Another major symptom to complete the three P symptoms of diabetes mellitus is polyphagia or extreme hunger. Since the body is trying to balance its electrolytes and other fluids in the body, it triggers your hunger centers to make you feel that you want to eat. Unfortunately, the more you eat, especially carbohydrates, the more you encourage this condition to progress. And the feeling of hunger will not go away.
Having Diabetes mellitus can also feel like you are coming down with the flu. You tend to feel very weak with a feeling of malaise. Sometimes, you may feel a bit feverish and lose your appetite. This is because your body is not absorbing enough glucose in its cells. Since glucose is the basic ingredient for energy production inside the cell, an impaired glucose transport in the cell will result in low energy levels, thus the feeling of fatigue and weakness.
People suffering from Diabetes mellitus have the symptom of eating more to fill up the loss of fluids and sugar in the cells and thus gain more body mass. On the other hand, since the body cannot utilize the glucose in the cells, these glucose get flushed out of the body in the urine. Since it is not utilized, and no nutrients reach other cells for growth and energy, you lose weight. This is frequently seen in patients suffering from juvenile diabetes. They are always at their normal weight or most of the time, lower than it.
Diabetic patients also suffer from vision symptoms especially a blurred vision. The high blood glucose levels tend to make water move outward from the cells. Since the lenses of the eyes are also cells, water also tends to migrate outward, affecting the shape of the cell, and consequently, your vision. Once the blood glucose levels are regulated, vision can go back to normal. But once the blood glucose levels remain elevated for a long period of time, they make new optic capillaries to form at the back of the eye or the retina as it also damages old blood vessels. This may cause several vision problems on the patient, some as serious as having no cure and this leads to blindness.
Diabetic patients are also known for having wounds that take a very long time to heal. This is because the high blood glucose levels impair the ability of the cell to repair, leaving the wound open to infections and other complications. Once this symptom occurs, and the body still is not responding properly to the infection, gangrene might set in. This is a reason why diabetic patients have to be very careful to not have any wounds in the body. And if they get one, to take care of it until it heals. Women can also develop long term bladder and vaginal infections as symptoms, which can be a problem in treatment.
Elevated blood sugar for a long period of time can cause neurological symptoms to occur in patients with diabetes mellitus. This elevation damages the small nerves found in the peripheral nervous system, usually found in the skin. Symptoms include a tingling and no sensation in the extremities especially the feet area. Burning pain is also a symptom experienced in the legs and feet, arms and legs. The nerves that control autonomic functions may also be impaired affecting middle aged men to have some degree of erectile dysfunction. Diabetic neuropathies are commonly seen in patients who have a hard time controlling their blood sugar.

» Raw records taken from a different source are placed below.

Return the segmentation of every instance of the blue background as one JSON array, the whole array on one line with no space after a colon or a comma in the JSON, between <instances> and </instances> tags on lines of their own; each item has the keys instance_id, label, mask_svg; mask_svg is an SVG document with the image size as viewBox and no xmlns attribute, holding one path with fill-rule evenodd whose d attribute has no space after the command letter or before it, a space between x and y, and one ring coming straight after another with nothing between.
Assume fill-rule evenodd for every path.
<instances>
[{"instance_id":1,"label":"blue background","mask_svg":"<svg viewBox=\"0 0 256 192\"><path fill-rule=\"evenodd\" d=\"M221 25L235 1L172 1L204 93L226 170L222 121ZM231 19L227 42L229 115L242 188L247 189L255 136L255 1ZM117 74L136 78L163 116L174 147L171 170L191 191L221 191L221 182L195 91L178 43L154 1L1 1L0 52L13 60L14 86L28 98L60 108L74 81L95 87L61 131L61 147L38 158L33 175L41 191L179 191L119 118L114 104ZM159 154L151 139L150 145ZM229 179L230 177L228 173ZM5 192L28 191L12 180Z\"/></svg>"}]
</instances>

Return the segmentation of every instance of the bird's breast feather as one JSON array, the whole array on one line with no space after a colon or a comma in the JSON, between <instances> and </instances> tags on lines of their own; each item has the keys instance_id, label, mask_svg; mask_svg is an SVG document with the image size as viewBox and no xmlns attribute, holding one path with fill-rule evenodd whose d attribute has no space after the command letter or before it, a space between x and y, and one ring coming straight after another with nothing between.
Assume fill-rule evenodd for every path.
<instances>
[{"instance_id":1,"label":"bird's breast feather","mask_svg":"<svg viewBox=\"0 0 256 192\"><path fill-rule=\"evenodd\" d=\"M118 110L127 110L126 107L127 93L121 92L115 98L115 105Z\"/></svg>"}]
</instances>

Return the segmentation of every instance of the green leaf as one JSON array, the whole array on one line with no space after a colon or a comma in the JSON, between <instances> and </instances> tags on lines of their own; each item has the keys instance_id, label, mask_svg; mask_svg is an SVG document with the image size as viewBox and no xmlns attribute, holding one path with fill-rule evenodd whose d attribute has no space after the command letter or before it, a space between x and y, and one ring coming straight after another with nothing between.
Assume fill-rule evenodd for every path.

Another symptom of diabetes may be its effect on the gums, especially when an infection takes place, causing the gums to become red and swollen and the teeth loose. The gums may recede and expose the teeth, or formations of pus and sores may occur.
Diabetes mellitus often gets undiagnosed because of its common symptoms and signs that may sometimes mistake it for flu and other infections. As with any disease, early detection and diagnosis can lower down the risk of any complications.